The Conundrum of Remission
One of the basic tasks a medical oncologist must perform is to determine whether a patient's cancer has responded to treatment. This evaluation is usually made by measuring the size of a tumor on physical examination or x-rays, and if the lesion is at least half its previous size a partial remission is said to have occurred, which is an encouraging result. Even better, if the mass is gone then the remission is labeled as complete. Patients whose tumors shrink less than half, remain the same size, or increase in size are formally deemed nonresponders, and using this system of reckoning, thought to face a grim future. For many years formal clinical trials of chemotherapy reported repsonses in this objective manner, as a way to predict which patients have the best chance to extend their lives. Once a tumor is measured on an imaging study, the answer to the question "Did the treatment work?" must be communicated to the patient and family.

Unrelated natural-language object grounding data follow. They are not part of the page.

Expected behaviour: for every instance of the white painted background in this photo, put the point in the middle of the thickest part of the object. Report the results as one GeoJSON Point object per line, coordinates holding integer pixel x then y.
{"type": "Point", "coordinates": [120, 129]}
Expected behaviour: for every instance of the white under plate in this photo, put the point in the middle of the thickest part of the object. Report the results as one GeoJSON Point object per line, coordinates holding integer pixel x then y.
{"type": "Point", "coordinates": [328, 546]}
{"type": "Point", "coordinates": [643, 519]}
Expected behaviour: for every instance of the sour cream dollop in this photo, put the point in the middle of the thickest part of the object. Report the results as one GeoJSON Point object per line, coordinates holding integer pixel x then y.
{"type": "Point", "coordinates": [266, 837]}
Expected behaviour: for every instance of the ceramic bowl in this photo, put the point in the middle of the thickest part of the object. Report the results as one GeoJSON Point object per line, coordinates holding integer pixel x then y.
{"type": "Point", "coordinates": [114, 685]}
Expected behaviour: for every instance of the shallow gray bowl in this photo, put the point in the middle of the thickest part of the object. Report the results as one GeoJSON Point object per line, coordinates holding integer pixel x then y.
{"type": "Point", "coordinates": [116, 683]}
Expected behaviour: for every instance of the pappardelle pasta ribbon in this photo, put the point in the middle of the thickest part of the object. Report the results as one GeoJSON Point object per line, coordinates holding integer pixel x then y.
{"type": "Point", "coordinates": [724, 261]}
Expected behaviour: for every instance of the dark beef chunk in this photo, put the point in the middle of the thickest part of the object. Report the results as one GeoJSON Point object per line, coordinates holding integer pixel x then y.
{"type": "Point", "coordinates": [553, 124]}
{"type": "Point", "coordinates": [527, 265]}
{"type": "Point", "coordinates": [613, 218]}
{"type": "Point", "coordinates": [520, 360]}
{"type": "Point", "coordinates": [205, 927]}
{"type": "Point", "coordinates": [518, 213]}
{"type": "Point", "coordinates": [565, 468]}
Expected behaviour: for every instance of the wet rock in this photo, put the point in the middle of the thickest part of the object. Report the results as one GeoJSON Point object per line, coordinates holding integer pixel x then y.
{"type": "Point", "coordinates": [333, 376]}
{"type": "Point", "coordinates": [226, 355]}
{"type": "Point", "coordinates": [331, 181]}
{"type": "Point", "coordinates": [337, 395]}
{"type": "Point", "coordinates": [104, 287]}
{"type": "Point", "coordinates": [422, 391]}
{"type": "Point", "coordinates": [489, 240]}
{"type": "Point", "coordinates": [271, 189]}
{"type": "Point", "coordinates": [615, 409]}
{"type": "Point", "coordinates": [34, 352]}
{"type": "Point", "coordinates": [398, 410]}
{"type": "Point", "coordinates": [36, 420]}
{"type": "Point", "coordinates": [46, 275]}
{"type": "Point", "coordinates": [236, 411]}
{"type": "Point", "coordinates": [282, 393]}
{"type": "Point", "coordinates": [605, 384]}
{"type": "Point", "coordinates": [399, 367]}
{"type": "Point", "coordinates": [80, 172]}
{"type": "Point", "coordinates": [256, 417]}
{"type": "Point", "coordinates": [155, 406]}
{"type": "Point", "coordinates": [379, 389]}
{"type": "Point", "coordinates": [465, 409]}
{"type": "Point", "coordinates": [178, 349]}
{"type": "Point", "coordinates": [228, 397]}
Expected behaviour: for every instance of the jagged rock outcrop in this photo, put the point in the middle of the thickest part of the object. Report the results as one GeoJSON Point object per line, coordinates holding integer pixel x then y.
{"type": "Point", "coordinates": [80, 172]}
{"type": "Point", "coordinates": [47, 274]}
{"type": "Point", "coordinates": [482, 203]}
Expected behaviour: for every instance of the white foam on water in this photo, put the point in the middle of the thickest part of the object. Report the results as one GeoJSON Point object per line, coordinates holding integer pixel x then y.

I am the doctor who walks into an examining room and delivers this news.
Obviously my job is easy if the report is reassuring, but what if the cancer has not responded to therapy? When an x-ray reveals a meager response, how does an oncologist share this information without delivering a crushing blow to the hopes of his patient? The truth is, the manner in which I counsel a patient is one of the little-known quirks of the field of cancer care. Depending upon my facial expression, my body language or my demeanor in general, my answer - even if it contains discouraging news - may still calm the anxious face in front of me. Like an actor I may choose the role I wish to play that day - rescuer or villain, optimist or cynic. I can attach my own personal slant to the interpretation of the x-rays that may cause the patient to vow to fight on, or simply give up.
On this day - strange but true - I am the ultimate spin doctor.
There is a problem, however, in using the response rate to predict survival. Many new treatments available in the battle against cancer, such as monoclonal antibodies or growth factor inhibitors, nicknamed targeted therapy, can aid a patient without significantly reducing the size of a tumor. Cancer growth can sometimes be arrested, leading to a noticeable improvement in the patient's symptoms. This outcome has been enthusiastically described as "turning cancer into a chronic disease". In this setting it matters less that the tumor has shrunk but that it is no longer growing out of control.
If a patient can actually co-exist with cancer, then the significance of the response on x-ray lessens. Now, living with cancer no longer becomes an all-or-nothing game, where only those who rid themselves of the disease completely have any chance for a future. Even if an x-ray shows no signs of remission, if a patient feels better after receiving treatment my job is to provide encouragement and hope.
The treatment of cancer is changing - from a game of pure chance to a game of skill - a long campaign, with many battles, retreats when necessary, and an ever-shifting strategy against a faceless enemy.
Cancer therapy is not like playing the lottery, won by only a handful. To me it is like a long run to the top of a mountain called Cure. Some patients travel only a short distance before they drop from exhaustion. Others can sprint for miles, barely visible to the eye as they climb upward into the furrows and ledges. Some even reach the summit. All who attempt this ascent, whether it ends close to the base or on the bright peak, deserve to be called the bravest of the brave.